Ma note : 8/10
Avec Sous la ville, Agnieszka Holland propose une œuvre forte, dure, mais nécessaire. Inspiré d’une histoire vraie, ce film retrace le parcours d’un groupe de Juifs polonais contraints de se cacher dans les égouts de Lvov pour échapper aux nazis, aidés par un employé municipal d’abord intéressé, puis transformé. Ce n’est pas seulement un film de guerre, mais une plongée dans l’ambiguïté morale des êtres humains confrontés à l’horreur.
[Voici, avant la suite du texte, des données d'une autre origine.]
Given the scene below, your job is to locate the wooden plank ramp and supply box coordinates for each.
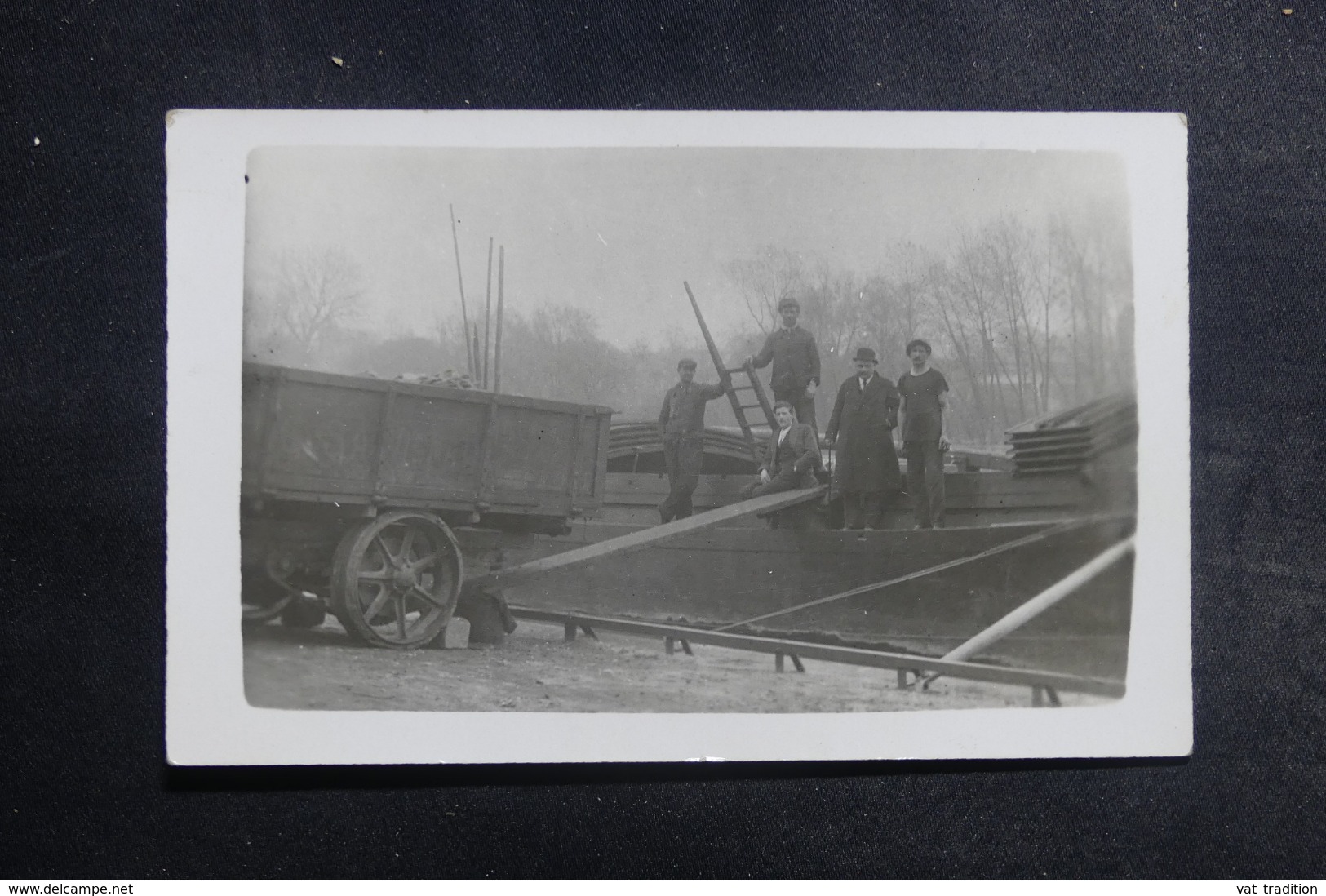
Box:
[472,485,827,588]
L’un des grands mérites du film réside dans sa mise en scène. Holland choisit l’obscurité comme décor principal, ce qui renforce l’oppression et l’angoisse. La caméra se fait intime, souvent au plus près des corps, des regards et des silences. Cette approche rend l’immersion totale, presque physique. On ne regarde pas seulement des personnages survivre, on les suit dans leur quotidien étouffant, entre espoir et désespoir.
Le personnage central, Leopold Socha, est particulièrement intéressant. Loin du héros traditionnel, il commence comme un opportuniste prêt à tirer profit de la situation. Mais peu à peu, son humanité surgit, de manière hésitante, douloureuse, crédible. Son évolution est subtile et ne tombe jamais dans la caricature. Cela rend sa trajectoire d’autant plus touchante. Le jeu de l’acteur Robert Więckiewicz est d’ailleurs remarquable de sincérité et de retenue.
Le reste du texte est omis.